Żródło: Echo Investment, Browary Warszawskie

Bioróżnorodność w przestrzeni miejskiej

Betonoza? Mur koło muru? Monokultura mikrotrawników? Wiele wskazuje na to, że aktualnie mamy do czynienia z końcem ery zamurowanych osiedli, gdzie za dobrze wkomponowane przestrzenie zieleni, miały nam służyć skrawki przystrzyżonej do ziemi trawy. Pandemia dobitnie udowodniła, że ludzie nie potrafią efektywnie funkcjonować w kompletnym oddzieleniu do natury. Mieszkańcy złaknieni kontaktu z przyrodą chętnie uciekali do podmiejskich parków i lasów, teraz coraz częściej zwracają uwagę na zielone otoczenie wpisane w ich osiedla. Ekologiczne standardy w przestrzeni miejskiej, w tym bioróżnorodność, okazały się być nie tylko istotnymi elementami codzienności, ale wręcz stały się niezbędne dla zdrowia i dobrego samopoczucia człowieka.

Jako członek Polskiego Stowarzyszenia Budownictwa Ekologicznego przywiązujemy dużą uwagę nie tylko do spełnienia wymogów technicznych zrównoważonej inwestycji, ale interesujemy się także rozwiązaniami dotyczącymi terenów wokół, które razem z budynkami stanowią spójną całość. Jesteśmy przekonani, że dzięki zielonemu budownictwu, możemy znacząco wpłynąć na zmniejszenie emisji CO2, poprawić jakość powietrza czy zużycie nieodnawialnych zasobów. Wybór drogi zrównoważonego rozwoju pozwala przeciwdziałać negatywnym skutkom urbanizacji.

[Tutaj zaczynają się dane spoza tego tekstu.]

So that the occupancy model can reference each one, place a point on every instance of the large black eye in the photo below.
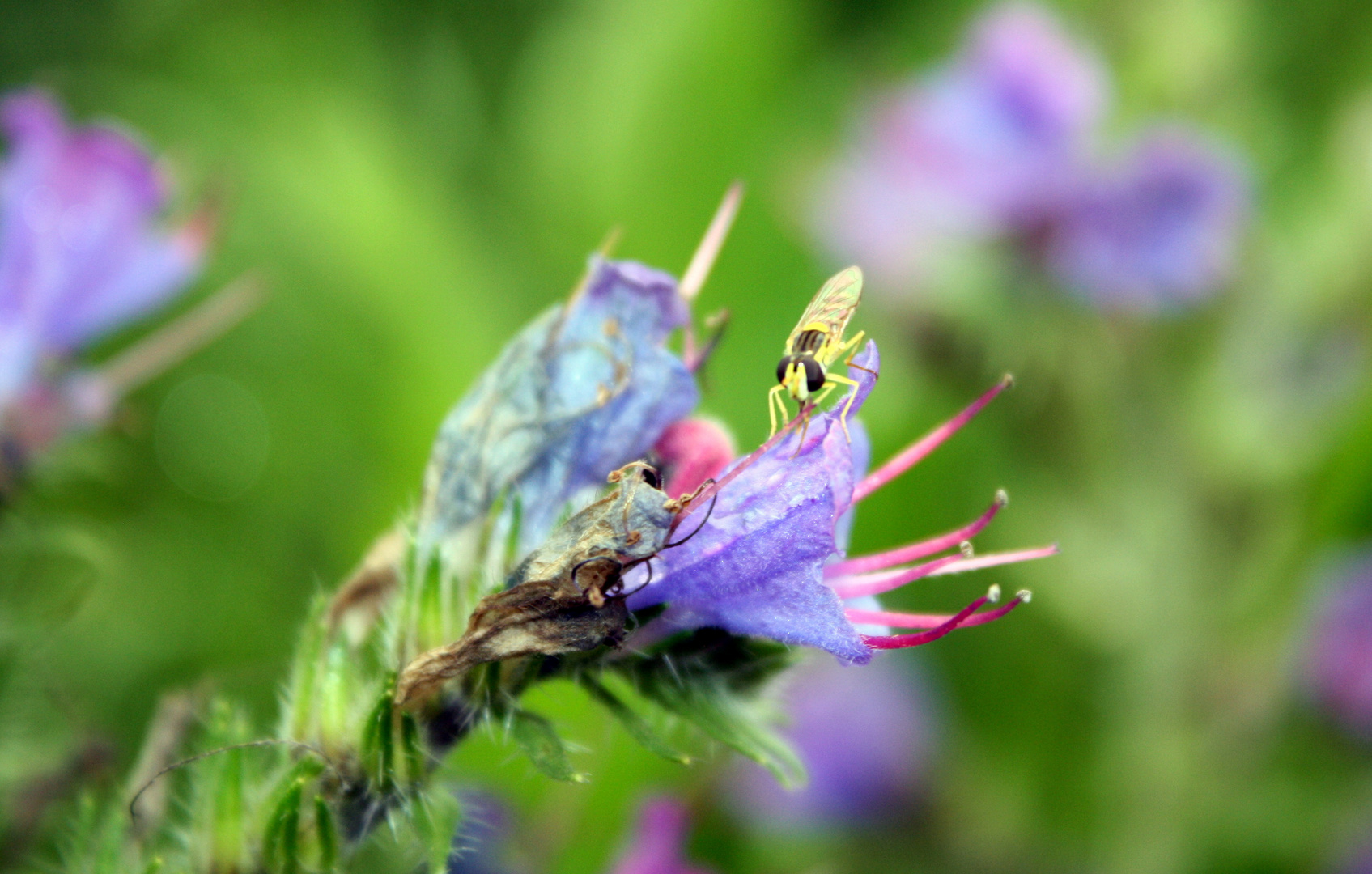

Co to jest bioróżnorodność?

Bez bioróżnorodności nie byłoby człowieka na Ziemi. To zróżnicowanie gatunków i ekosystemów czyli zbiorów mikroorganizmów, roślin i zwierząt, a także ich wzajemne oddziaływanie z otoczeniem. Niestety, jeszcze nigdy w tak zastraszającym tempie, nie ulegała ona takiemu zmniejszeniu jak obecnie. Właśnie dlatego jest ona ważna również w ekosystemach tworzonych przez ludzi czyli miejskich osiedlach. Wpływ natury na człowieka potwierdzają też liczne badania m.in. przeprowadzone w Danii, z których wynika, iż osoby mieszkające ponad 1 km od najbliższego terenu zielonego wykazywały większe problemy zdrowotne niż osoby mieszkające bliżej.1 Co więcej, osoby żyjące w oddaleniu od przyrody miały o 1,42 większe prawdopodobieństwo odczuwania stresu niż osoby mające kontakt z nią w odległości do 300 m. Badania te pokazują, jak ważną rolę w utrzymywaniu zdrowia psychicznego i fizycznego ma obecność przyrody w miejskich inwestycjach.

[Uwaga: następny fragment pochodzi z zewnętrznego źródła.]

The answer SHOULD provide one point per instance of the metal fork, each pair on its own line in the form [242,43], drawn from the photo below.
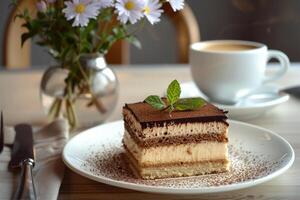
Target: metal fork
[1,133]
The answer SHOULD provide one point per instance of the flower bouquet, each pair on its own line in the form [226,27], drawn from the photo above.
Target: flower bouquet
[74,28]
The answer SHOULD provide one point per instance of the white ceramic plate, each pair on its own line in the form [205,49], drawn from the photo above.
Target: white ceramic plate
[254,106]
[257,155]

Podążajmy za dobrymi przykładami

Doskonałym przykładem zmiany podejścia do zieleni w mieście są Browary Warszawskie, inwestycja, przy której mieliśmy przyjemność współpracować. Tysiące różnych roślin, drzewa o wysokości ponad 15 metrów, bujne krzewy, byliny cieszą oczy mieszkających i odwiedzających tę przestrzeń. Wyjątkowe wrażenie wywierały latem i jesienią łąki kwietne, zachwycające mnogością kolorów, różnorodnością gatunków, dopełnione licznymi domkami dla owadów czy karmnikami i poidłami dla ptaków.

Mieszkańcy osiedli oczekują od zielonych przestrzeni nie tylko estetyki, ale także funkcjonalności, dlatego realizacja takich dużych inwestycji jest zawsze ogromnym wyzwaniem. Obserwując rynek inwestycji budowlanych w Polsce, cieszy nas fakt, że coraz większą popularnością cieszy się projektowanie biofiliczne, które wprowadza elementy natury będące integralną częścią inwestycji. Przykładem są tutaj zielone dachy czy tarasy, fasady porośnięte pnączami, wewnętrzne ogrody. Tego typu przestrzenie przestają pełnić już funkcję tylko dekoracyjną – docenia się ich kojący wpływ na samopoczucie człowieka, które w kontekście obecnej pandemicznej sytuacji, jest równie ważne jak zdrowie fizyczne. “Zielone fasady” to nie tylko przyjemna aranżacja, ale także redukcja zanieczyszczeń, forma izolacji akustycznej czy skuteczny pochłaniacz kurzu. Życzylibyśmy sobie, naszym partnerom i użytkownikom, jeszcze więcej tego typu inwestycji, które traktują komfort użytkowania przestrzeni poprzez całościowe spojrzenie, również na jej zielone otoczenie.